Post by thrasymachus »

ernestm wrote

Well Im perhaps too old to appreciate post modernism as younger people do, but it seems to me, postmodernism is on the whole rejected as 'nonsense' by modern science, particularly in fact because of widespread admiration of Kuhn. Being Popperian I can't really comment on that.
I didn't start reading Rorty until I was 50 or so. Then Heidegger, Husserl, then back to Kierkegaard, Hegel, and then the door was open, on to Derrida, Levinas, looking back at Wittgenstein, then the French theological turn with Michel Henry, Marion, and on and on. I did this because it was fascinating. Rorty's Irony, Contingency and Solidarity almost completes the Kantian revolution.

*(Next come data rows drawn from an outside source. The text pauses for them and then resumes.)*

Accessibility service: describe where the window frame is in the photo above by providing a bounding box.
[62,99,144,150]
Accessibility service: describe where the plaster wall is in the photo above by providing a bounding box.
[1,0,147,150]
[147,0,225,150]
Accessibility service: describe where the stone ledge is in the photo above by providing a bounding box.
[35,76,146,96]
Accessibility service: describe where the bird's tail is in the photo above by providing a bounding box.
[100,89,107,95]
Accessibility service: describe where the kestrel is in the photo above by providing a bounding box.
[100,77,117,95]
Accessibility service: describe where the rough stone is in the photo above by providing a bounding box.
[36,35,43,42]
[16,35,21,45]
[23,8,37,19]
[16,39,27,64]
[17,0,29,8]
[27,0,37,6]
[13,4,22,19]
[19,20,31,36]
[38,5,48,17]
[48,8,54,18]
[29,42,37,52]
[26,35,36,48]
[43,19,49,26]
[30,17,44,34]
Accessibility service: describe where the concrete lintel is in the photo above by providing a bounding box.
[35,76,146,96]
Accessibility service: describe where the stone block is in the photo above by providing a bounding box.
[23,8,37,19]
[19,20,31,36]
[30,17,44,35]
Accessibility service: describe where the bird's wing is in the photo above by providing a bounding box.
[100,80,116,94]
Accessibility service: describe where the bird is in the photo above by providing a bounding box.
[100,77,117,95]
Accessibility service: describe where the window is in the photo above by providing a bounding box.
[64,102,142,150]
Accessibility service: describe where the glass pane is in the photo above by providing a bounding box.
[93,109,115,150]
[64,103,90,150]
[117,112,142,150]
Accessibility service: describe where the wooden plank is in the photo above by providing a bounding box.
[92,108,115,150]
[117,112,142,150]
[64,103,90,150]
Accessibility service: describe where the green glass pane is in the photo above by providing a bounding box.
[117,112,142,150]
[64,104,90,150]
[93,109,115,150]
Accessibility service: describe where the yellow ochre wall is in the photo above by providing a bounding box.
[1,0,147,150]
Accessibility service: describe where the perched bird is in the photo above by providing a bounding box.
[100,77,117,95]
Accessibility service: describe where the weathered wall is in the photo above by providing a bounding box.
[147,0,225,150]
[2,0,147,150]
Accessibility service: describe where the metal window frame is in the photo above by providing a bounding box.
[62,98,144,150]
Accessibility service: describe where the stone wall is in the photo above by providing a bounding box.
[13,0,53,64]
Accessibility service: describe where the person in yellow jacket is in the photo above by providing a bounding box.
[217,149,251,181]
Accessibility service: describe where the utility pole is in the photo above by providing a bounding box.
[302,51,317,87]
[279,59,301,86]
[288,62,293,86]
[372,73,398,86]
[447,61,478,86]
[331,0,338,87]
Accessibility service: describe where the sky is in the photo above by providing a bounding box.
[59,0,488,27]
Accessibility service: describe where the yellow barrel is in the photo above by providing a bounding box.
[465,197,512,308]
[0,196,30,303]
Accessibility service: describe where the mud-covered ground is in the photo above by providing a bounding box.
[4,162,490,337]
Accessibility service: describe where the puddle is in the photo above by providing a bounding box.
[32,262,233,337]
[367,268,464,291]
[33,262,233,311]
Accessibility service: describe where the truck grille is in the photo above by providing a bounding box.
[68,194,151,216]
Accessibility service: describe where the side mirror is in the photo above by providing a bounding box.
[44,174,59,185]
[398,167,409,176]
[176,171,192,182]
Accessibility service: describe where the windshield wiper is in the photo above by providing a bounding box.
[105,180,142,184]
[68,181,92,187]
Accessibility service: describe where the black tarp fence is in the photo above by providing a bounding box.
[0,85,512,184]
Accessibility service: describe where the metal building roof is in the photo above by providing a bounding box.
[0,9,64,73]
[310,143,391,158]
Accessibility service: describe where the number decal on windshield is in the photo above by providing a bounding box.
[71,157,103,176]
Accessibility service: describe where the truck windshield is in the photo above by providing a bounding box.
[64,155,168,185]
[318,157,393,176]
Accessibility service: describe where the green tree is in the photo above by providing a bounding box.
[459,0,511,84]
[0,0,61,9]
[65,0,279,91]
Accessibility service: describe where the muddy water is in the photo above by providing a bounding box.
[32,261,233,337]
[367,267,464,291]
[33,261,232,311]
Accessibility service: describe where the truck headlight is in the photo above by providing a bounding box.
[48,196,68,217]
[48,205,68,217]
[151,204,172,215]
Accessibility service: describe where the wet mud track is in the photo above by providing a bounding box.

sorry, but Kuhn? Kuhn the Kantian? No, modern science does not take that kindly to Kuhn at all. As to post modern thinking and scientific perspective, like something Neil DeGrasse Tyson might stand for, the reason they do not hold high regard for post modern thinking is singular: they don't read it. It takes work to understand something like this, and they are too busy, just as they are too busy for learning ceramic engineering or knitting. Why would I even take seriously at all what someone says about something they haven't read a thing about.
Indeed, the beginning of understanding phenomenology and its post modern progeny is the grandfather of phenomenology, Kant. Analytic philosophy took Kant's empirical delimitation of human understanding as its bottom line; phenomenologists took his idealism as theirs.

Popper. He defended the hypothetical deductive method, didn't he? This is right, I think. But then, there is so much more.